İster kritik görevler olsun ister diğer kamu hizmetleri...
Sınav sistemine hile karışınca pek çok açıdan yıkıcı etki devreye giriyor.
Birincisi; hak yeniyor. İkbalini KPSS ve benzeri sınava bağlamış insanların yerine, sınavı manipüle edenlerin girmesi adalet duygusunu zedeliyor. 10 yılda kamuya alınan 730 bin kişi içinde, hakkı yenenlerin vebali; kimin boynundadır?
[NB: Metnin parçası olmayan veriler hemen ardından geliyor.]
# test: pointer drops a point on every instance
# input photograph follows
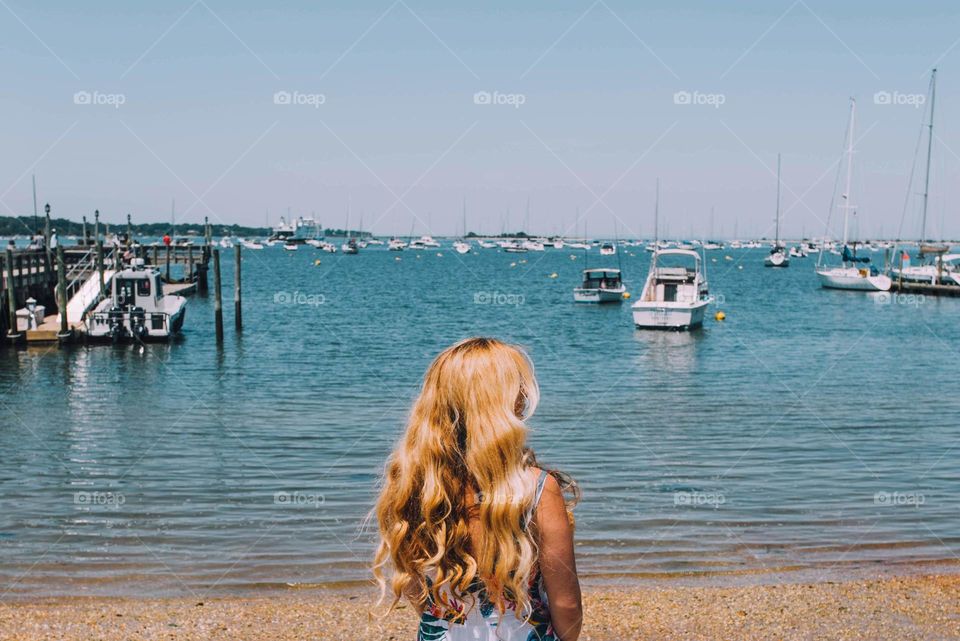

İkincisi; liyakat ilkesinin ihlalidir ki yetkinlikler hiçe sayılarak kadrolara "adamlarını" yerleştirenler, bu yöntemle devletin içinde örgütleniyor, kendilerine bağlı şebekeler oluşturuyor. Devletin hazinesine yük olmaları da cabası...
Üçüncüsü; en yıkıcı olan etkidir. Hele ki kritik görevlere "paralel ajanlar" getirmek için sınav sistemi, "kopya, soru sızdırma veya doğrudan tercih" yöntemleri kullanılıyor. Bu kanaldan gelenler, kendilerini buraya getirenlere hizmet ediyor.
Devletin güvenliği risk altına girdiği gibi, icranın işleri çatallaşıyor, ikircil yapı içinde birbiriyle çelişen süreçler gelişiyor. Çok başlılığın oluşturduğu kargaşa bir yana, kamuya hizmet yerine "kadroya itaat" gerçekleşiyor.
Cemaat Yerleştirme Sınavı başlığını bu yüzden attık. Anlatmak istediğimiz, herkese açık, şeffaf ve adil olması gereken bu sürecin, birilerinin devlette paralel konuşlanması için iğdiş edilmesidir. Bu bir suçtur ve failleri bulunup, hak ettikleri cezaya çarptırılmalıdır.
Hakkı yenenlerin sayısını bilmiyoruz ancak ilk inceleme sonuçları, binlerce haksız işlemin söz konusu olabileceğini gösteriyor. Acaba kaç bin kişinin yerine yerleştiler ve orada vicdanları rahat mıdır dersiniz?